Auch kommt es zu keiner Strafverfolgung wegen Nötigung, da Langen nach Auffassung der Ermittler kein verwerfliches Handeln vorgeworfen werden kann. "Es bestand zwar keine Berechtigung des Beschuldigten, als Mitglied des Stadtrats auf eine Schadensregulierung durch den Vertragspartner hinzuwirken. Jedoch war zu berücksichtigen, dass der Beschuldigte als Ratsherr das Interesse einer Remagener Bürgerin gegenüber einem Vertragspartner der Stadt Remagen vertreten wollte, wobei er selbst davon überzeugt war, dass der Schadensersatzanspruch der Geschädigten berechtigt war", heißt es weiter in dem Schreiben der Staatsanwaltschaft.

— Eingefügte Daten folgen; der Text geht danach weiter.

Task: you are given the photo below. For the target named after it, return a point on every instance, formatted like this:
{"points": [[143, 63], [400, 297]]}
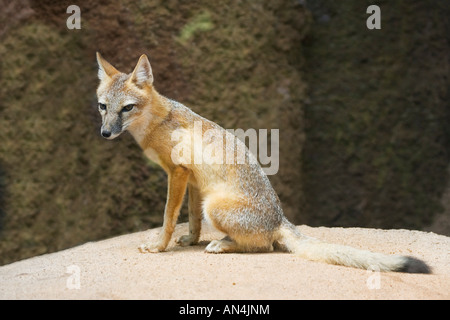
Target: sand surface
{"points": [[115, 269]]}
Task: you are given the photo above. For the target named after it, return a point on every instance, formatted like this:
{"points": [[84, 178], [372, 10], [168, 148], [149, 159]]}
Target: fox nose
{"points": [[106, 134]]}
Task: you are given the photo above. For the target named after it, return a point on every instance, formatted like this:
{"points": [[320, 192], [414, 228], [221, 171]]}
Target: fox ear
{"points": [[105, 69], [142, 73]]}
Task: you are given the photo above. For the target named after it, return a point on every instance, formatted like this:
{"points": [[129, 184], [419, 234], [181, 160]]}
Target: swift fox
{"points": [[236, 198]]}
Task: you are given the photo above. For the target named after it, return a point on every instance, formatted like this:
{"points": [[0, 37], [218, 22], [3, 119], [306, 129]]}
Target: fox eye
{"points": [[128, 107]]}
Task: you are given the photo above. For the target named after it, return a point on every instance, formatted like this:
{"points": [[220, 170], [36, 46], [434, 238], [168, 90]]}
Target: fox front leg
{"points": [[195, 218], [177, 182]]}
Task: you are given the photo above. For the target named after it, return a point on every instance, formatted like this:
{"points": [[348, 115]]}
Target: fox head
{"points": [[122, 98]]}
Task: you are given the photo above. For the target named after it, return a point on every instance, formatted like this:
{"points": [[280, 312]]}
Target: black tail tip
{"points": [[414, 265]]}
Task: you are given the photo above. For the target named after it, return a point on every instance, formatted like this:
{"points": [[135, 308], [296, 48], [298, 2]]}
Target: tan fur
{"points": [[236, 198]]}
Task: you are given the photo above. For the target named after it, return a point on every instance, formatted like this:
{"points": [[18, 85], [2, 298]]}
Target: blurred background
{"points": [[363, 114]]}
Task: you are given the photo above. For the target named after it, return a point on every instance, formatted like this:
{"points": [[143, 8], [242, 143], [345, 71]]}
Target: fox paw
{"points": [[150, 247], [221, 246], [187, 240]]}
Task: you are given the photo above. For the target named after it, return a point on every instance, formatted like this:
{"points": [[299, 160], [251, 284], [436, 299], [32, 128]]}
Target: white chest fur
{"points": [[152, 155]]}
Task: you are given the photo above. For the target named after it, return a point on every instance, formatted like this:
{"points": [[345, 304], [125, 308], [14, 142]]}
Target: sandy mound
{"points": [[114, 269]]}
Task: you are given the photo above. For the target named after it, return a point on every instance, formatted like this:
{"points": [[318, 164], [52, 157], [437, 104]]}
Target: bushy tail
{"points": [[312, 249]]}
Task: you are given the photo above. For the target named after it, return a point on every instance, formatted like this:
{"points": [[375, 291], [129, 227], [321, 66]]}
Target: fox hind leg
{"points": [[195, 218]]}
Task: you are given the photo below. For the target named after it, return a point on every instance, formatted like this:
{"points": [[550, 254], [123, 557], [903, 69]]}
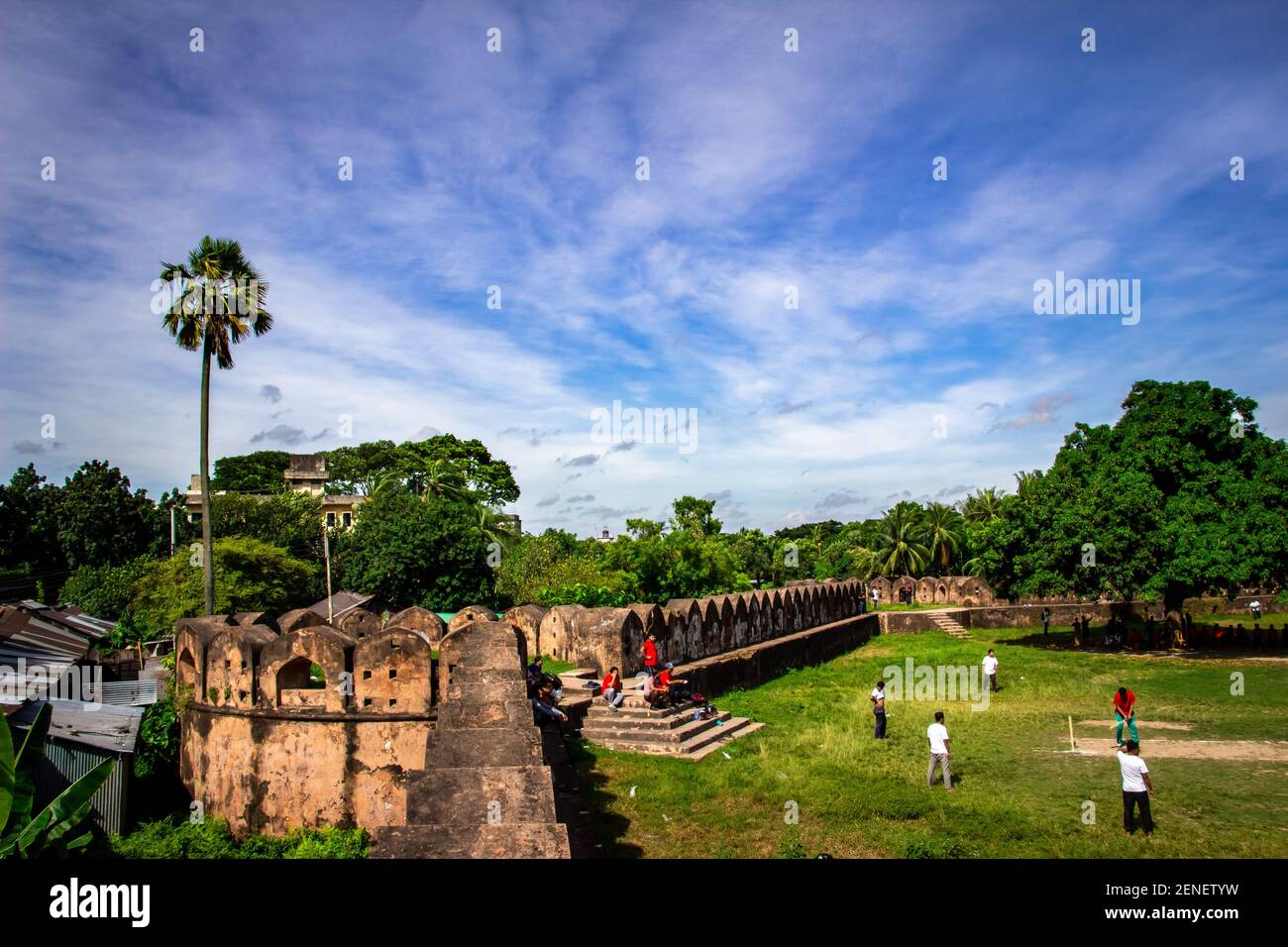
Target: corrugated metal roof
{"points": [[104, 727], [342, 602], [31, 634]]}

"Wir sind froh, dass das Ganze jetzt ein Ende hat, das Spannungsverhältnis in den Gremien zwischen den beiden Kontrahenten war für alle nicht einfach zu ertragen", äußerte sich Krämer. "Nach dieser Entscheidung kommen wir hoffentlich wieder zu normalen Verhältnissen", wünscht sich auch Beigeordneter Rudolf Wisskirchen. Hierfür stehen die Zeichen jedoch nicht gut. Schwere Vorwürfe erhoben gestern CDU-Stadtratsfraktionssprecher Rudolf Ninow, CDU-Stadtverbandsvorsitzender Joachim Titz, Fraktionsmitglied Beate Schleitzer und Reinhold Langen als Betroffener bei einer Pressekonferenz.

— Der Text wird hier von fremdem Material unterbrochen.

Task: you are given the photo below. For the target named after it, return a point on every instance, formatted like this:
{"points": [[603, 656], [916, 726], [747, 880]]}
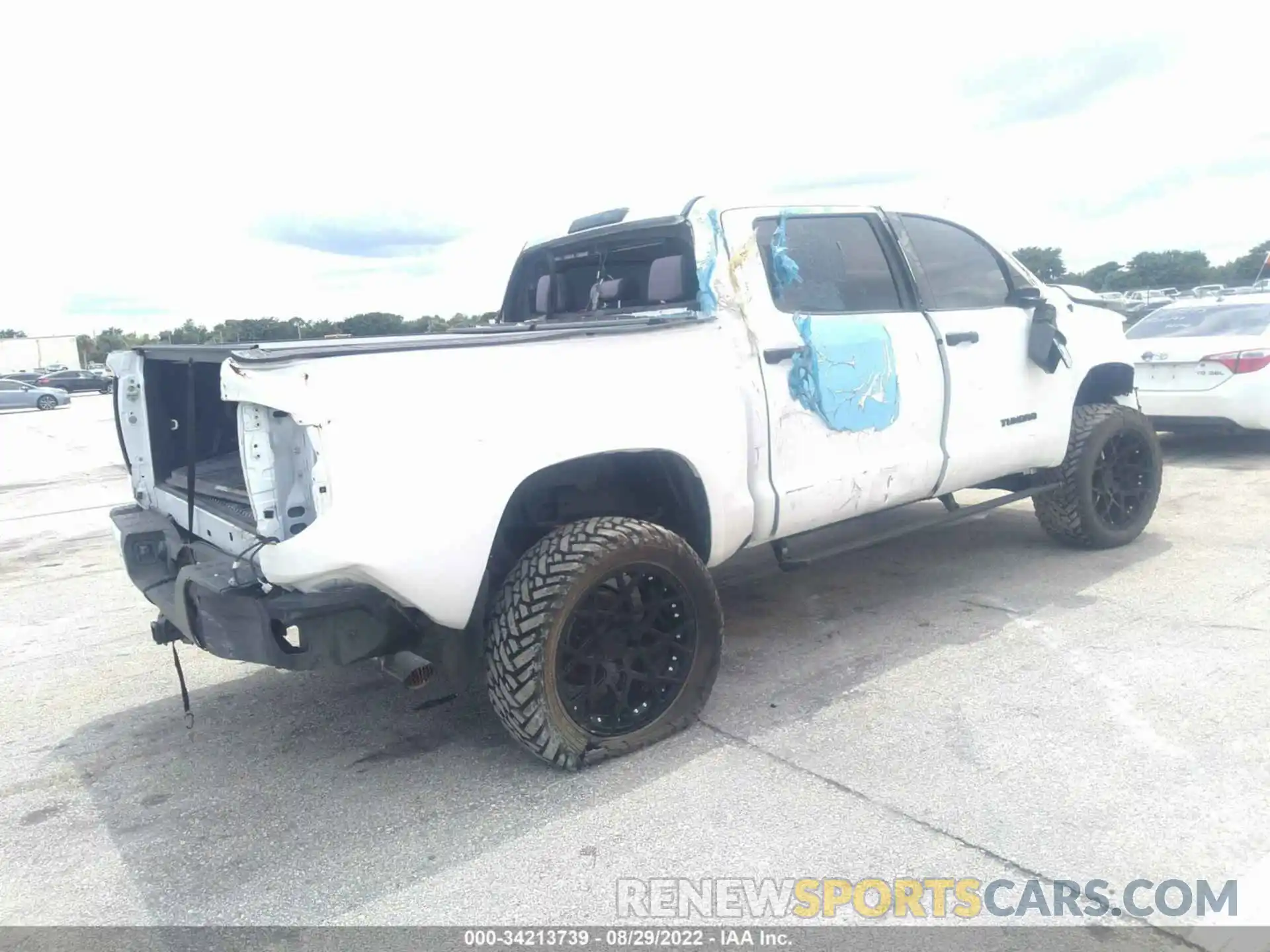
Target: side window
{"points": [[841, 267], [960, 270]]}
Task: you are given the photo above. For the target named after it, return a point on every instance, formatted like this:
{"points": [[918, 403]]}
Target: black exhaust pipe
{"points": [[408, 668]]}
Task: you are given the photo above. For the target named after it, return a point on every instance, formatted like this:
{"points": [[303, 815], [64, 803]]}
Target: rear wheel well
{"points": [[1105, 382], [653, 485]]}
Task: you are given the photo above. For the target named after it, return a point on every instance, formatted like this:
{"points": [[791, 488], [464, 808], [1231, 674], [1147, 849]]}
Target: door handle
{"points": [[777, 354]]}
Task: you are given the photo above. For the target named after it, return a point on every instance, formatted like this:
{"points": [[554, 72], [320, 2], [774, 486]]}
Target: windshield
{"points": [[1210, 321]]}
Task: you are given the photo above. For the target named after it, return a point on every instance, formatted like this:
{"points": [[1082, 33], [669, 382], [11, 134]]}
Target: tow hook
{"points": [[163, 631]]}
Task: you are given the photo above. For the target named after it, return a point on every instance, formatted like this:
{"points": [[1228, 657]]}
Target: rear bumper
{"points": [[218, 604], [1232, 404]]}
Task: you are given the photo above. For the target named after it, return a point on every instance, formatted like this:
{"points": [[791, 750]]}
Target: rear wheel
{"points": [[606, 637], [1109, 483]]}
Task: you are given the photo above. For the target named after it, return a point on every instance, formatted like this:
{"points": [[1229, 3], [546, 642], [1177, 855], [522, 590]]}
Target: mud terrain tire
{"points": [[1109, 479], [599, 617]]}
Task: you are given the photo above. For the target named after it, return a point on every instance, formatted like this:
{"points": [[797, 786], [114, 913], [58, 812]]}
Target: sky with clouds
{"points": [[320, 160]]}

"Wir gehen davon aus, dass es zwischen der Anzeige und dem Bau der Rheinpromenade einen Zusammenhang gibt, da Langen seit Mitte 2007 auf Probleme hingewiesen hat", vermutet Ninow. Besonders stark kreidet er Georgi an, dass dieser sich zu keinem Zeitpunkt geäußert hat, um welche Vorwürfe es überhaupt geht. Durch sein Schweigen habe Georgi Spekulationen Tür und Tor geöffnet. Die Partei sei paralysiert gewesen und habe sicher auch bei der Kommunalwahl durch das schwebende Verfahren Schaden genommen.

"Der Vorwurf Georgis stützte sich lediglich auf ein Telefonat, was Langen mit der Vorzimmerdame des EVM-Chefs geführt hat, um Schadensersatz für die Hausbesitzerin einzufordern", erläuterte Beate Schleitzer. "Jeder denkt sich, wenn ein Bürgermeister jemanden anzeigt, muss da was dran sein", ärgert sie sich.

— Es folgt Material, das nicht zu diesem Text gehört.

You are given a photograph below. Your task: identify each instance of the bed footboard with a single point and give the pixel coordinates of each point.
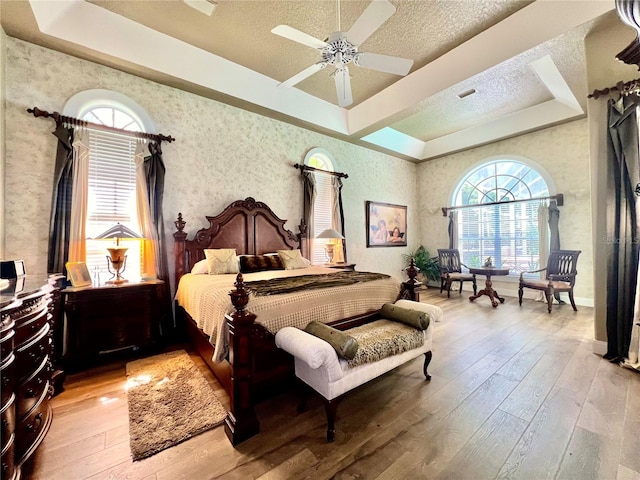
(241, 422)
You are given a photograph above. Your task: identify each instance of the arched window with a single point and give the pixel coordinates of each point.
(112, 176)
(508, 231)
(323, 207)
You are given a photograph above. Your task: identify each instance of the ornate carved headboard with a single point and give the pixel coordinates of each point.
(249, 226)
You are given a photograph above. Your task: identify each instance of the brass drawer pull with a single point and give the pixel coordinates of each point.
(32, 427)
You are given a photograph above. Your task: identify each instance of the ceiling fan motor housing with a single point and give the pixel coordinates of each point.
(339, 51)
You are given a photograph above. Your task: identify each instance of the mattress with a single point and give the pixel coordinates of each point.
(206, 299)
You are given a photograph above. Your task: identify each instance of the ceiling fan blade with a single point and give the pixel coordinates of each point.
(371, 19)
(343, 87)
(307, 72)
(298, 36)
(384, 63)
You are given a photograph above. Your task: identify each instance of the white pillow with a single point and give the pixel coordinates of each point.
(222, 260)
(292, 259)
(200, 267)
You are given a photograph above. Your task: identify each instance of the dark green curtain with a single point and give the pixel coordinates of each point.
(622, 228)
(336, 182)
(60, 219)
(155, 172)
(554, 220)
(309, 197)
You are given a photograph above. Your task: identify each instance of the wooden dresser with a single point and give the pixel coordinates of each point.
(26, 344)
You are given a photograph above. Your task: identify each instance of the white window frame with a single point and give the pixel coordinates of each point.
(79, 106)
(323, 212)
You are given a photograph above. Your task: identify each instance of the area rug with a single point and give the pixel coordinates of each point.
(169, 401)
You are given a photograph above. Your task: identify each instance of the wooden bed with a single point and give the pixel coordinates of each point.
(254, 367)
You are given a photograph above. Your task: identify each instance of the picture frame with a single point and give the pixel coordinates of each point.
(386, 225)
(78, 273)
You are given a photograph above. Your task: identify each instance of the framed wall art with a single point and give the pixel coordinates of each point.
(78, 273)
(386, 225)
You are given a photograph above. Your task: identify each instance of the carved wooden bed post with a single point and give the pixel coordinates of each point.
(409, 289)
(241, 422)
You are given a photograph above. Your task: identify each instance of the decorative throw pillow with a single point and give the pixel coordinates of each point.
(413, 318)
(345, 345)
(292, 259)
(200, 267)
(259, 263)
(221, 260)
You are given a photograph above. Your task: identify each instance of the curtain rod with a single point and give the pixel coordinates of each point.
(158, 137)
(306, 167)
(622, 87)
(559, 198)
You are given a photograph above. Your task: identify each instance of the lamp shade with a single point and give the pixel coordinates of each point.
(118, 231)
(330, 233)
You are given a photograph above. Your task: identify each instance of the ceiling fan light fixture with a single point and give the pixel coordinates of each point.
(204, 6)
(341, 49)
(466, 93)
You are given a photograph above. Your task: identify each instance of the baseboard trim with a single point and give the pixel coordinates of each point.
(599, 347)
(528, 294)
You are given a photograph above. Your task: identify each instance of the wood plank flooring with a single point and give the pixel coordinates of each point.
(515, 393)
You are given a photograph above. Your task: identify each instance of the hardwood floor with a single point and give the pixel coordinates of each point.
(515, 393)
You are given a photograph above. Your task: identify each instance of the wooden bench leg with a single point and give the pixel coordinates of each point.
(331, 407)
(427, 360)
(303, 392)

"Die Bürgermeisterwahl steht 2010 an - wir haben im Herbst beim CDU-Stadtverband darüber zu befinden, wer für uns ins Rennen geht - das wird ein ganz schwieriger Abend", deutete Titz personelle Konsequenzen an. Langen selbst erwägt, zivil- und strafrechtliche Schritte gegen Bürgermeister Herbert Georgi zu prüfen. Judith Schumacher

Hinweis: Dieser Artikel stammt aus unserem Archiv.
Die darin enthaltenen Informationen könnten inzwischen überholt sein!